The most important source for my work are my diaries and the memories that go with it. From my art-school days I wrote about my life, things I experienced, ideas about my work, about people I met and the literature I read. Along with that I made sketches of places I went to or of people I met. Already during my “Bildungsreise”, which was a two months hitch-hiking trip to Italy and Greece in 1974, after having finished my draft, I kept an extensive diary. I had also decided to start art-school and I wanted to start capturing experiences right away.
I did not do much writing on daily life, but I wrote a lot about later trips I made, my studies in the US (1981-1982), travels in the US and Mexico (1984) and about travels all over Europe after that. During a certain period (1997 – 2003) I had a photographic diary for which I made a picture each day. When I stopped that I started my blog, initially it was meant to be a digital diary. It changed however to an artblog and the personal stuff was written in diaries again from time to time.
The material from these entries are the fertile earth from which my work grows. By reading my texts now and then and by examining the visual material I get new ideas and insights, I try out new images and I examine the contemporary relevance of material. It’s an ongoing process that has been very beneficial to me, especially in installations.
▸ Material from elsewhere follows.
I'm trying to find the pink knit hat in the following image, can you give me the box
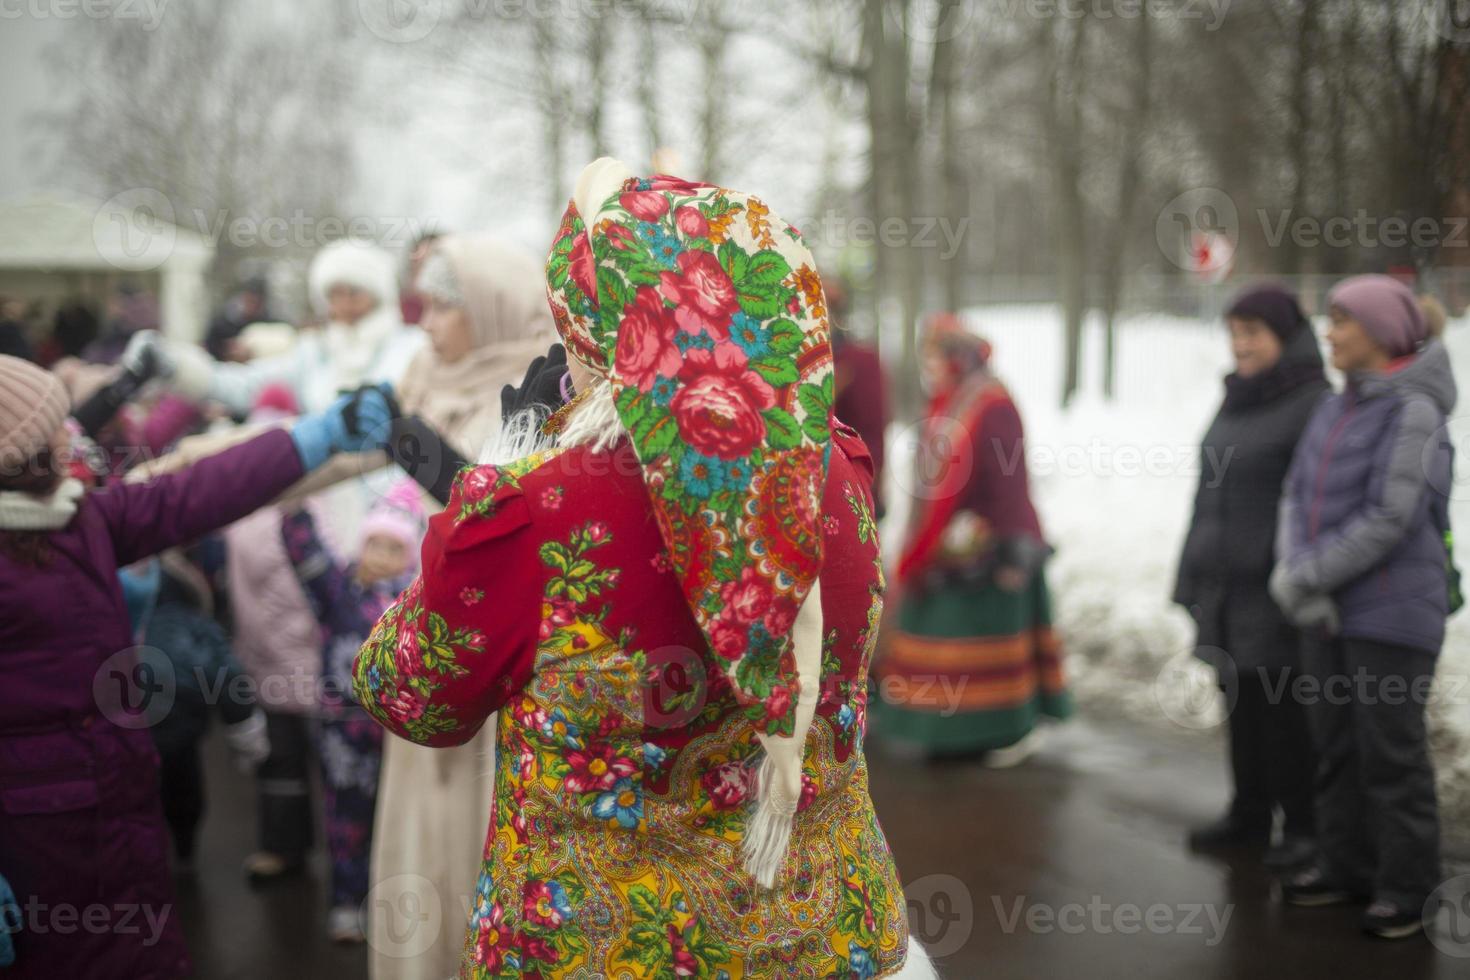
[0,355,70,474]
[1328,274,1428,359]
[360,479,428,570]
In these paintings there is an ongoing search for abstraction. A number of paintings you can see on this page have only horizontal and vertical brush strokes, referring to the period in art-history when a change in that direction took place. This is a period I like very much because of the tension between subject and pure abstraction as you will be able to find in Mondriaan’s Trees and in his Pier and Ocean series.
From the Diaries
About my house
At the start of the new Millennium I had the idea that I needed to introduce more abstraction in my work. Earlier, in 1993, I built an installation in Maurits van de Laar’s gallery: a black house with paintings on it’s walls. The idea was that the paintings were windows and doors through which one could look inside the artist of whom the house was a selfportrait. I wrote two texts about this idea: “In mijn huis” and “Buiten” (“In my House” and “Outside”). The house was the studio in which ideas developed and where they were executed. In front of the house was a tree from which the artist could look around to find what he could use. He could also show his work on the tree, hanging from it’s branches like ripe fruits.
I started to work on this idea with paintings showing monochrome planes on houses as you can see underneath. Later the images became more detailed, searching for interesting abstract solutions.